POST /api/v1/composition/apply

Apply a pending edit from a session:

POST /api/v1/composition/apply
Content-Type: application/json
Authorization: Bearer <token>

{
  "session_id": "sess_abc123",
  "finding_id": "find_xyz789",
  "preview": true
}

GET /api/v1/composition/conflicts/{session_id}

Get conflict information for a session:

GET /api/v1/composition/conflicts/sess_abc123
Authorization: Bearer <token>

GET /api/v1/composition/session/{session_id}

Get full session state:

GET /api/v1/composition/session/sess_abc123
Authorization: Bearer <token>

DELETE /api/v1/composition/session/{session_id}

Delete a session and its state:

DELETE /api/v1/composition/session/sess_abc123
Authorization: Bearer <token>

GET /api/v1/composition/config

Get composition configuration:

GET /api/v1/composition/config
Authorization: Bearer <token>

GET /api/v1/composition/scenarios

List available scenarios for composition:

GET /api/v1/composition/scenarios
Authorization: Bearer <token>

CLI Commands

# Run composite workflow
python -m src.cli composition run "<query>" -o s18|s19

# Run with specific sub-scenarios
python -m src.cli composition run "Analyze src/" -o s18 -s scenario_02 -s scenario_06

# Run with merge strategy
python -m src.cli composition run "Optimize code" -o s18 --merge-strategy weighted

# Apply pending edit
python -m src.cli composition apply <finding_id> -s <session_id>

# Preview edit before applying
python -m src.cli composition apply <finding_id> -s <session_id> --preview

# View conflicts
python -m src.cli composition conflicts -s <session_id>

# View configuration
python -m src.cli composition config

# List available scenarios
python -m src.cli composition scenarios

Best Practices

1. Choose the Right Orchestrator

  • Audit for comprehensive analysis: Full check across 12 quality dimensions (9 sub-scenarios, 600s timeout)
  • S18 for optimization: When you need performance, security, and quality improvements (5 sub-scenarios)
  • S19 for compliance: When you need standards verification with references (S08 required + optional S17/S18)
  • Interface Docs Sync for documentation coverage: When you need to detect undocumented endpoints and stale docs (6 interfaces, 120s timeout)

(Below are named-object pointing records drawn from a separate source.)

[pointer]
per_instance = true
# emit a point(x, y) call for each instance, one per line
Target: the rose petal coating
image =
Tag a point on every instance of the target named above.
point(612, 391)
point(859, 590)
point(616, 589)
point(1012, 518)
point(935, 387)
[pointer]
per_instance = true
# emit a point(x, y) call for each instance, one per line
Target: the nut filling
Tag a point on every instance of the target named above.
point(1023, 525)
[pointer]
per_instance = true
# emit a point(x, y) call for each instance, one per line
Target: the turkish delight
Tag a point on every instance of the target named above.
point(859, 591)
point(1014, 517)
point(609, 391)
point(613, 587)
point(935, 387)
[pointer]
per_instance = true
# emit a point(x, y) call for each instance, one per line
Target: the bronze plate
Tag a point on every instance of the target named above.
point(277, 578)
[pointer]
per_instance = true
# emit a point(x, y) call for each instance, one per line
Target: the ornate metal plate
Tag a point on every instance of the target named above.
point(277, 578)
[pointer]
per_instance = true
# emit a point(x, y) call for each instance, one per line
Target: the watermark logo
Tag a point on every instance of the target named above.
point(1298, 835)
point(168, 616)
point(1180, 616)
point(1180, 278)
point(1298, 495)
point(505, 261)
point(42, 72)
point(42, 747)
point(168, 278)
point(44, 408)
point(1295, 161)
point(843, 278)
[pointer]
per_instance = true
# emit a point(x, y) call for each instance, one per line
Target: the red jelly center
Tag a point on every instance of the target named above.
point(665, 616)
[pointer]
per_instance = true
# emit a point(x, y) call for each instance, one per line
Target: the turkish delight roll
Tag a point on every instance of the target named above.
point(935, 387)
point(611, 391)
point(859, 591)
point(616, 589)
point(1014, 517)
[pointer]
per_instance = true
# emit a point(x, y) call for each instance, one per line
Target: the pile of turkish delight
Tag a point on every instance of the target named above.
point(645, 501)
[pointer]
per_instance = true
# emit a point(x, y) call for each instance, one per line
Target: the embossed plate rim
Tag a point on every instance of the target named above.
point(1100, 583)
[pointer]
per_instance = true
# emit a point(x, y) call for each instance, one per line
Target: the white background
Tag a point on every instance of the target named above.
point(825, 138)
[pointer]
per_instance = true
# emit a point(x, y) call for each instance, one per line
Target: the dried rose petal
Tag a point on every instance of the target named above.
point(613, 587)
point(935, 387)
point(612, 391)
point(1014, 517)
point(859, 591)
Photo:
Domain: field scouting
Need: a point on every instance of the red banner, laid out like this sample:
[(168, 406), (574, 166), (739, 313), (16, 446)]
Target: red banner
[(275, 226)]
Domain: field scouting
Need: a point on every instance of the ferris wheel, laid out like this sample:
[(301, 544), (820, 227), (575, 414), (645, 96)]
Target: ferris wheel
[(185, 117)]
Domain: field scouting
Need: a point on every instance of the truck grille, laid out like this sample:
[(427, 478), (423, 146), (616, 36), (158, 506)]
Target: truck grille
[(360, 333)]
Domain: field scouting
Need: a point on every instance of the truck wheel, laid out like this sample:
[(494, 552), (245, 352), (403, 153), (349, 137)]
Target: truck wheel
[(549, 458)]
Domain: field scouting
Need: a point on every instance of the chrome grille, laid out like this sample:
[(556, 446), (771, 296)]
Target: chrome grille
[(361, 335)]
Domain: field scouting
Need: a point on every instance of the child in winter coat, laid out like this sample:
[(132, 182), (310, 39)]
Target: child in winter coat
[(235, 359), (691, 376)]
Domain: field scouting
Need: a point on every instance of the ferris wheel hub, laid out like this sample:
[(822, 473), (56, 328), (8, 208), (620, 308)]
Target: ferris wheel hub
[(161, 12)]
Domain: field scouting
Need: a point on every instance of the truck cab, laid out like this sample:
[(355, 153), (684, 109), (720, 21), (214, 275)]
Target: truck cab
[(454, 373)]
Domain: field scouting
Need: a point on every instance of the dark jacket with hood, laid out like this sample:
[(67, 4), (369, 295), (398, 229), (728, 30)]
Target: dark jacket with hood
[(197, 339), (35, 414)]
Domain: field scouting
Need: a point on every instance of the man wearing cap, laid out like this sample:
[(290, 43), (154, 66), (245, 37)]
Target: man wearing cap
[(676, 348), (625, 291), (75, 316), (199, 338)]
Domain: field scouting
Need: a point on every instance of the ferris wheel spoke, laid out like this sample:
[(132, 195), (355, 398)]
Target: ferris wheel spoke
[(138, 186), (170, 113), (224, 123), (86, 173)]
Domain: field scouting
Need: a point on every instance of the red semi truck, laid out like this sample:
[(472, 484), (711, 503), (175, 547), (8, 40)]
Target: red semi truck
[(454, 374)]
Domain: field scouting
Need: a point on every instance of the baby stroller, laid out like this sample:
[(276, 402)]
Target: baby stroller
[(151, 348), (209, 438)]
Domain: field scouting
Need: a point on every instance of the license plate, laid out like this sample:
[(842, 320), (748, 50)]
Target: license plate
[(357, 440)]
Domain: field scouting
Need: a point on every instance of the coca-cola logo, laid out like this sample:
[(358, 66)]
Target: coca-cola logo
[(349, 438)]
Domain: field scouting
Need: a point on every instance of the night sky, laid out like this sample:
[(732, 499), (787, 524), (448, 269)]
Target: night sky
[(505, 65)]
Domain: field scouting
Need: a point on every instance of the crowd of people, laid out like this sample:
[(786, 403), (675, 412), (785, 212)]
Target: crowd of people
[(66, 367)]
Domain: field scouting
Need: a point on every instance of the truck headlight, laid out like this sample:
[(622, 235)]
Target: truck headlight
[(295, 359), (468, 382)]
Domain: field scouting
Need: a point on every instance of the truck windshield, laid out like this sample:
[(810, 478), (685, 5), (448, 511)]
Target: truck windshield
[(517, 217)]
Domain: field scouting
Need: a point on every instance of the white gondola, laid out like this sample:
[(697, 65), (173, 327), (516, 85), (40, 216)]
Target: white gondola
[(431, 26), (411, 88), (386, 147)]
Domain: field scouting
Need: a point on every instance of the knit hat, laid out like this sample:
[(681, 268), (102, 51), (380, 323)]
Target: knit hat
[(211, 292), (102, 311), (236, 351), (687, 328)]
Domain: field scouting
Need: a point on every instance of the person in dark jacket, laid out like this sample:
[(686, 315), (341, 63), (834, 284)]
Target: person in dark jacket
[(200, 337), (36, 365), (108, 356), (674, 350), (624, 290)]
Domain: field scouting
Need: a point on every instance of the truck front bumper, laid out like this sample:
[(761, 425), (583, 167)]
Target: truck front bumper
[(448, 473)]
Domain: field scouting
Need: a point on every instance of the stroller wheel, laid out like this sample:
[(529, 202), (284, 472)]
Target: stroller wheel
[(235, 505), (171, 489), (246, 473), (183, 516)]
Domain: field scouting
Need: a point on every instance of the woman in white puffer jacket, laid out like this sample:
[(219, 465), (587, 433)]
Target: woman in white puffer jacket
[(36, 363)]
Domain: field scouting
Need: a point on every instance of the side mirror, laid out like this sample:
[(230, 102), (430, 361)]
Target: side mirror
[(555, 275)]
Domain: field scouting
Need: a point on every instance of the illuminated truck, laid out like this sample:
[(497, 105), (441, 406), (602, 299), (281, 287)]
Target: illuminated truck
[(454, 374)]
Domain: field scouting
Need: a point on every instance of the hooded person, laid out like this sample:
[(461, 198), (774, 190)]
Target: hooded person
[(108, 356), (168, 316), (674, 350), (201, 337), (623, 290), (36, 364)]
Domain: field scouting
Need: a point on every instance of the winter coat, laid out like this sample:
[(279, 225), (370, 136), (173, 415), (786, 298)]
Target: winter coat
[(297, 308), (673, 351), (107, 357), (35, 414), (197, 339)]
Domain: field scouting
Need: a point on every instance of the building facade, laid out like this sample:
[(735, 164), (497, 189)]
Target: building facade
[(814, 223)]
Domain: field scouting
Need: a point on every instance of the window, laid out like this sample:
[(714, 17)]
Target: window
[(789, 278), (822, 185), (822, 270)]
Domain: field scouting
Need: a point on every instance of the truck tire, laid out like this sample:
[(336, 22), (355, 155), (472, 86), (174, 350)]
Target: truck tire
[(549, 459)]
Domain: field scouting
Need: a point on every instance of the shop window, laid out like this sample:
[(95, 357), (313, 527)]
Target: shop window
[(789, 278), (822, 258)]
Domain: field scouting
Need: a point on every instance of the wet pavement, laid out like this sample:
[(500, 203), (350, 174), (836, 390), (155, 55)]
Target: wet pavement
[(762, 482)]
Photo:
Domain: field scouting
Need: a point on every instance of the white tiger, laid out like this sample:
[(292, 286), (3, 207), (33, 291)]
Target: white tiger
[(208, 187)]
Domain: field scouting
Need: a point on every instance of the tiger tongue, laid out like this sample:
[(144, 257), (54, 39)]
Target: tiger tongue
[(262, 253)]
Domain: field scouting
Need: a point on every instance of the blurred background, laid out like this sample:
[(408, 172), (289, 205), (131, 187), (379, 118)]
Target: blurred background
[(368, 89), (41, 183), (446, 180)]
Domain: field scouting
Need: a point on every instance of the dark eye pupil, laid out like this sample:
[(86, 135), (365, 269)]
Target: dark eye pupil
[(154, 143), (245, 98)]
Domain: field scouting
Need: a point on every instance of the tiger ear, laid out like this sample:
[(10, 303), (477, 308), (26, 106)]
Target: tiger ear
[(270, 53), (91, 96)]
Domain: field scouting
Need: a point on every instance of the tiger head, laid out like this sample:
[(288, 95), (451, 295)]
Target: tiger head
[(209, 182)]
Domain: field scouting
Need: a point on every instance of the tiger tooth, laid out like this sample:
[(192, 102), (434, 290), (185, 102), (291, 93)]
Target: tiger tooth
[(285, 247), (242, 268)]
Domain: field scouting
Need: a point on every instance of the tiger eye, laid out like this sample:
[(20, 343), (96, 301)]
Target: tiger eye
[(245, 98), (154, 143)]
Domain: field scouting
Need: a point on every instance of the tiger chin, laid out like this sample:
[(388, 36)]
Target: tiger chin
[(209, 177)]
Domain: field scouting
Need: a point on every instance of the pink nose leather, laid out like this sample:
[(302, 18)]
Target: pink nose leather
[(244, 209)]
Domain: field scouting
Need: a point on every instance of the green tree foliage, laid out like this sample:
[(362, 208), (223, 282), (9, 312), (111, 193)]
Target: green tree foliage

2. Configure Merge Strategy

# For comprehensive analysis (include everything)
merging:
  strategy: union

# For high-confidence findings only
merging:
  strategy: intersection

# For prioritized analysis
merging:
  strategy: weighted

3. Handle Conflicts

Enable conflict logging to understand resolution decisions:

conflicts:
  log_resolutions: true

4. Optimize Performance

For large codebases, use parallel execution with timeout:

orchestrators:
  scenario_18:
    parallel_execution: true
    timeout_seconds: 120

5. Customize Priority Weights

Adjust weights based on your team’s priorities:

priority:
  weights:
    severity: 0.40  # Prioritize severity
    impact: 0.20
    roi: 0.20
    confidence: 0.10
    consensus: 0.10

Project Lifecycle Operations

In addition to composite analysis workflows, CodeGraph provides project lifecycle management across all interfaces:

Available Operations

Operation CLI MCP REST API
List projects projects list codegraph_project_list GET /api/v1/projects
Switch project projects activate <name> codegraph_project_switch POST /api/v1/projects/{id}/activate
Rename project projects rename <old> <new> codegraph_project_rename PUT /api/v1/projects/{id}
Delete project projects delete <name> codegraph_project_delete DELETE /api/v1/projects/{id}

Data Cleanup on Delete

Deletion can optionally remove associated data:

  • DuckDB files — CLI --delete-files, API implicitly via import registry
  • ChromaDB collections — CLI --delete-collections, API ?delete_collections=true, MCP delete_data=true
  • Confirmation prompt — CLI requires --yes / -y to skip interactive confirmation when deleting data

RBAC Permissions

Operation Required Role
List / Switch GroupRole.VIEWER
Rename / Update GroupRole.EDITOR
Delete GroupRole.ADMIN
Delete with data GroupRole.ADMIN